Romanian ex-PM raises eyebrows with op-ed in Jerusalem Post urging new European approach to Russia

viorica dancila
Foto: Inquam Photos / George Calin

Viorica Dancila was already in Siberia.

She served as Romania’s first woman prime minister until she was ousted in a no-confidence vote in Nov. 2019 after almost 21 months.

She chaired the Social Democratic Party and ran for president where she was trounced by President Klaus Iohannis, winning just 33.91% of the vote. It was of the worst scores in a runoff since communism ended and a big embarrassment for Romania’s biggest party.

From there on, it was the Russian winter for the Romanian politician.

She was prized out of the leadership of the Social Democrats and, because she wasn’t a lawmaker, was forced to exit public life.

That was until the upcoming parliamentary elections when she failed to be nominated by the Social Democrats to run for a seat in Parliament. The party was loath to promote a protegee of former Social Democrat leader, Liviu Dragnea who’s serving a 3 ½ year sentence for having two party members paid by a state agency for fake jobs.

There are reports that Mr. Dragnea made calls from his prison cell to stop her running for Parliament, annoyed that his cipher hadn’t passed an amnesty when she was in office which would have spared him jail.

Not having much success in returning to public life in Romania, Viorica Dancila _never considered a reformer and at times angry with European Union demands to pass laws to crack down on high-level corruption_ returned to the public eye this week putting her name to an editorial in the Jerusalem Post.

The op-ed caused ripples, not merely because it was unexpected, but because she positioned herself as a former leader asking Europe to recalibrate its relations with Russia, currently under widespread EU sanctions over its illegal annexation of Crimea.

The op-ed which is contradictory at times_ almost as if the writer doesn’t dare state outright their support for Moscow_ doesn’t appear to be a translation from Romanian.

I doubt that Ms.
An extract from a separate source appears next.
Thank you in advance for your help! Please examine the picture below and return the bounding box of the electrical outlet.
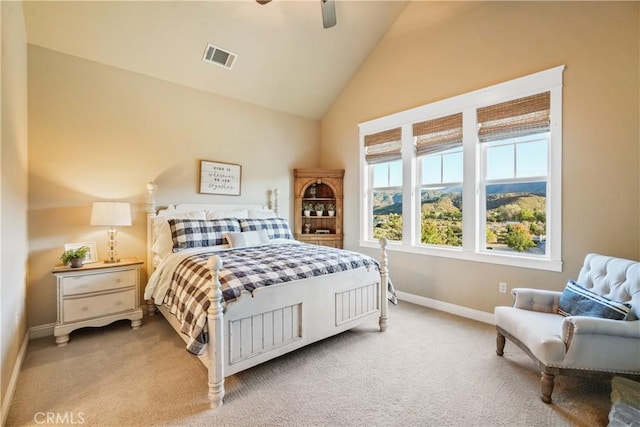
[499,282,507,293]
Dancila wrote it: it’s more likely penned by a professional writer, although she was consulted for one banal anecdote which says more about middle-aged people in any country than any insight into the Russian mentality.  

Who wrote it is unimportant, but why it was published, who it serves, and what comes next are of interest.

Is Viorica Dancila lobbying for the Kremlin?

The op-ed clearly serves Russia and as an ex-prime minister, no longer holding office, Viorica Dancila is freed from constraints can lend her voice to anything cause she sees fit.

I imagine that Viorica Dancila is simmering with frustration over her treatment by the Social Democrats, and rightly so, some would say.  

She would have readily agreed to her name being put to an op-ed in the respectable publication on a pan-European issue.

But Romania is a member of NATO and the European Union which are wary of Russian activity near their borders. The EU placed widespread sanctions on Russia in 2014 over its annexation of Crimea. Romanian relations with Russia are prickly.

Now we have Viorica Dancila with another perspective, and an on the table approach.

It’s reminiscent of Gerhard Schroeder, the former German chancellor, who is chairman of the board of directors of  the North Stream 2 and also holds other posts in Russia.

 Is Viorica Dancila lining herself up for a similar job or does she want to act as a roving pro-Russian influencer?

At home, the op-ed has raised concerns about who else supports her in Romania, where the Russians are generally feared, even loathed.

The Social Democratic Party, a re-re-re invention of the defunct the Communist Party, has occasionally put forward a more nuanced position with Russia.

“The Social Democrats has a long tradition of flexibility in Russian matters, going back even before 1989, wrote Iulian Fota, a national security expert and former presidential adviser.

Is Viorica Dancila “capable of protecting Romania’s state secrets she had access to,” as prime minister, Iulian Fota wrote on Facebook.

“The problem with what she wrote is not what she said but the “people around her and the scheme that was put in place for her to make such declarations,” he said.

Who is behind Viorica Dancila and what plans do they have in these uncertain times?